1. Treede RD, Jensen TS, Campbell JN et al. Neuropathic pain: redefinition and a grading system for clinical and research purposes. Neurology 2008; 70: 1630-5.

2. Baron R. Mechanisms of disease: neuropathic pain - a clinical perspective. Nat Clin Pract Neurol 2006; 2: 95-106.

3. Breivik H, Collett B, Ventafridda V et al. Survey of chronic pain in Europe: prevalence, impact on daily life, and treatment. Eur J Pain 2006; 10(4): 287-333.

4. Torrance N, Smith BH, Bennett MI, Lee AJ. The epidemiology of chronic pain of predominantly neuropathic origin. J Pain 2006; 7: 281-9.
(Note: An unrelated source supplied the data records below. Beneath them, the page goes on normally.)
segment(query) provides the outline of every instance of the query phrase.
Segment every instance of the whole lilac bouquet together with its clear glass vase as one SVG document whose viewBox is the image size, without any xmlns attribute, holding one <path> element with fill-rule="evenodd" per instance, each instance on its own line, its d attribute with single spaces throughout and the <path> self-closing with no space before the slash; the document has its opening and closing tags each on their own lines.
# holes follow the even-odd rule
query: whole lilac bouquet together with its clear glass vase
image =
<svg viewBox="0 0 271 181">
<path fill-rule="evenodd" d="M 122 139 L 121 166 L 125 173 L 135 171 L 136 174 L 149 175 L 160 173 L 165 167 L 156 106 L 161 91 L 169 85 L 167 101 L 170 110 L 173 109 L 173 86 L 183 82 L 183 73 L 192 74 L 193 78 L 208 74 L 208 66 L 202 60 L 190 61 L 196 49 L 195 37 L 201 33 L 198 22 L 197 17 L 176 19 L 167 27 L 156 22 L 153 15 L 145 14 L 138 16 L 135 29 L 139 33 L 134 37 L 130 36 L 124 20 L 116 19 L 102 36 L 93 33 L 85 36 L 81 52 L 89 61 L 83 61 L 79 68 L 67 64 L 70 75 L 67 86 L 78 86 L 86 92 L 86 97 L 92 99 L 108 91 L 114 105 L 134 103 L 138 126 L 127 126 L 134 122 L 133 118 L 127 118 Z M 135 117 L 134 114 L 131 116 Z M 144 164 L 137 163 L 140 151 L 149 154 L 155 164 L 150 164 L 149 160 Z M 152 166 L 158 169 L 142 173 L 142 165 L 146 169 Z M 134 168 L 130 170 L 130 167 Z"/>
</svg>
5. Bennett M. The LANSS pain scale. Pain 2001: 92: 147-57.

6. Freynhagen R, Baron R, Gockel U, Tolle TR. painDETECT: a new screening questionnaire to identify neuropathic components in patients with back pain. Curr Med Res Opin 2006; 22: 1911-20.

7. Finnerup NB, Otto M, McQuay HJ et al. Algorithm for neuropathic pain treatment: an evidence based proposal. Pain 2005; 118: 289-305.

8. Recommendations for the appropriate use of opioids in persistent non-cancer pain (2005); British Pain Society; http://www.britishpainsociety.org/book_opioid_main.pdf

9. Eisenberg E, McNicol ED, Carr DB. Efficacy and safety of opioid agonists in the treatment of neuropathic pain of non-malignant origin: systematic review and meta-analysis of randomized controlled trials. JAMA 2005; 293: 3043-52.

10. Freynhagen R, Bennett MI. Diagnosis and management of neuropathic pain. BMJ 2009; 339: 391-95.